Thursday, June 12, 2014

Snow Queen and Shiso


 Five years ago I bought a potted peach tree from an orchard down the road.  It was called "Snow Queen," and the really nice guy who sold it to me told me it had no commercial value because it had a quality called "melting" which made it incredibly delicious, but unable to be transported.

Our other peach trees are the "Florida King" variety.  This year we found that they are orange, cling-stone peaches that ripen a little here and there.  It was nice to come out and find one that was ripe that day to enjoy.

Snow Queen, it seems, is a determinate peach.  It was loaded with fruit this year.  Weeks after the Florida King peaches ripened and were all gone, the Snow Queen's were still small and green.



Then suddenly one day I looked and realized they were all red and ripe.  Some of them were even starting to spoil.  We had to put other things aside and pick them right then and there.  We got so many peaches off of that one tree.  I didn't count them, but they completely filled our egg basket and we still had to find a spot in the milking basket to bring even more home.

We discovered that "melting" means that the peach dissolves in juice and runs down your chin when you take a little bite.  We couldn't believe how incredibly juicy they are.  It's true that they don't keep at all.  We quickly ate and froze them before they spoiled, but we still lost some, which the pigs enjoyed.  They are also a loose-stone peach, which made them easy to slice up and freeze.
 

 In the garden, I am finding that six pickling cucumber plants create a back-breaking amount of pickling cucumbers.  Not complaining, just mentioning it so I remember when I plan my garden next year.  I went through and harvested the big ones before it got really out of hand and spent way too long late at night slicing, salting and racking my brain for different variations on cucumber pickles.  I have an attempt at bread-and-butter slices, bread-and-butter whole, bread-and-butter relish, fennel and basil slices, spicy pickles, dill and basil whole, pickle relish, and dill whole pickles, dill relish and dill slices.  Have any suggestions?
  We hardly fit around the kitchen table now since it has been occupied by fermenting mason jars.
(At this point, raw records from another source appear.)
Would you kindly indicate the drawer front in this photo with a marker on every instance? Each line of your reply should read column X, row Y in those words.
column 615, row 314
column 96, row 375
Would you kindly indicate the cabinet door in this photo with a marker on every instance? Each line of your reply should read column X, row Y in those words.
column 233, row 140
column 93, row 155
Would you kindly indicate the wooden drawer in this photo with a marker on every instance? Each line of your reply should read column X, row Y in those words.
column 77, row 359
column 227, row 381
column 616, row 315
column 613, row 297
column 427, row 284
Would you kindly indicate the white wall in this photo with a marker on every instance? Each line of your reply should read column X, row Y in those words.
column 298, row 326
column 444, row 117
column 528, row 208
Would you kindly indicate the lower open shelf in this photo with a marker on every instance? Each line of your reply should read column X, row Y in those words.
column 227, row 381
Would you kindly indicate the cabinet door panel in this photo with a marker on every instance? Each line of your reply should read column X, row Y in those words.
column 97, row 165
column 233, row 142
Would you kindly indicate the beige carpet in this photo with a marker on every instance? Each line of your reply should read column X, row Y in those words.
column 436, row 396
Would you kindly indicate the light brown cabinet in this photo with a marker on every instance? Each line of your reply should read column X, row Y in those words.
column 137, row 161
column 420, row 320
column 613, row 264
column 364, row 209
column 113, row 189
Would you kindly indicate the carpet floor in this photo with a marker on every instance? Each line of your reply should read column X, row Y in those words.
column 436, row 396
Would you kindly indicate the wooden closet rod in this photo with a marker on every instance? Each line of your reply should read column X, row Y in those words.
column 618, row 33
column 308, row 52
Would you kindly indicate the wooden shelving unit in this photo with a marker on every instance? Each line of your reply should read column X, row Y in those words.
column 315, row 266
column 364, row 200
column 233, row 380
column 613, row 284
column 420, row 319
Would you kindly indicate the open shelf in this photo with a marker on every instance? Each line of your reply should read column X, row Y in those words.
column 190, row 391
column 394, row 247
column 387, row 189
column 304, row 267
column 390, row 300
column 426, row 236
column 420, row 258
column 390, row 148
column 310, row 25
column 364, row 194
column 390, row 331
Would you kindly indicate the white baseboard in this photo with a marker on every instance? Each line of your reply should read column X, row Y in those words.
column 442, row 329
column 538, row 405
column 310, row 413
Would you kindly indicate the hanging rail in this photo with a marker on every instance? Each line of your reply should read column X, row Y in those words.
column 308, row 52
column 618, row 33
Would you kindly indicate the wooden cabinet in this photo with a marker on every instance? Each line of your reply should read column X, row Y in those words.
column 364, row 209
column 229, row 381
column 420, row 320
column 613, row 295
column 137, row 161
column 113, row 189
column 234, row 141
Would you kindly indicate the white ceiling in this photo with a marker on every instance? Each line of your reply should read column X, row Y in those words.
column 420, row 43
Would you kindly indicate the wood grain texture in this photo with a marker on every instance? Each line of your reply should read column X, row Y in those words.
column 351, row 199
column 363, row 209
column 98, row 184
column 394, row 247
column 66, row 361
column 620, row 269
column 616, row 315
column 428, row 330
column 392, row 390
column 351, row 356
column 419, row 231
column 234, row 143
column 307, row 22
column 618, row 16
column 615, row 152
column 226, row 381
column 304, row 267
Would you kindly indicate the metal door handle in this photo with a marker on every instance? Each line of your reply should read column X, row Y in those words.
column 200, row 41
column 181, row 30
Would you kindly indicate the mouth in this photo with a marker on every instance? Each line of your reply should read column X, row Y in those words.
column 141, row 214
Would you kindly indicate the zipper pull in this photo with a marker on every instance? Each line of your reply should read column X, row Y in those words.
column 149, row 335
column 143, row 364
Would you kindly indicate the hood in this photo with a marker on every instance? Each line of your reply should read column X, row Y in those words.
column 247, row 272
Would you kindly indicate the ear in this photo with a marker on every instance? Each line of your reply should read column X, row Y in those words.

 The peppers are starting to come in.  All still green, of course, like the tomatoes, but it won't be long now.  I still have some dried cayenne from last year, but we are looking forward to fresh sweet peppers, so different from the rubbery store counterparts.



 Years ago I had planted some native passion vines along the fence.  I thought they had died, but this year they are flowering.



 The shiso I planted has become huge.  It is getting ready to flower.  I hope to save seed and plant a lot of it next year.  I think it's been really great for repelling pests.  Ants ate all my Turkish-Italian orange eggplant starts until they got to the shiso.  They left that alone.

Yesterday while I was milking Matilda, Mirin came over and told me that Ethan had crushed up some plant in the garden, and they both decided it was very toxic.  I thought he was talking about a wild nightshade that has grown by the ground cherries.  I was going on about belladonna and how intense of a plant it is.  Mirin said his head hurt now that he had smelled the leaves, and he was starting to worry he had somehow been poisoned by the smell.

While Ethan and I were taking Matilda back (there was an impending thunderstorm and she walks a lot quicker and behaves much better with Ethan along.  She has no respect for me at all.) he brought up the plant again.  He said,"What is that horrible plant in the garden?" I told him I thought it was a nightshade.  He said it smelled so bad it made his head hurt.  "Smell it," he said, and shoved a leaf at me.  I looked at the leaf and realized it was the shiso.
"It's like Japanese basil," I told him.  "It smells like basil and cumin together."

He said, "Just keep telling yourself that.  It really smells like someone put a bunch of stinkbugs and palmetto bugs in a blender."  Mirin made me promise not to cook anything with it.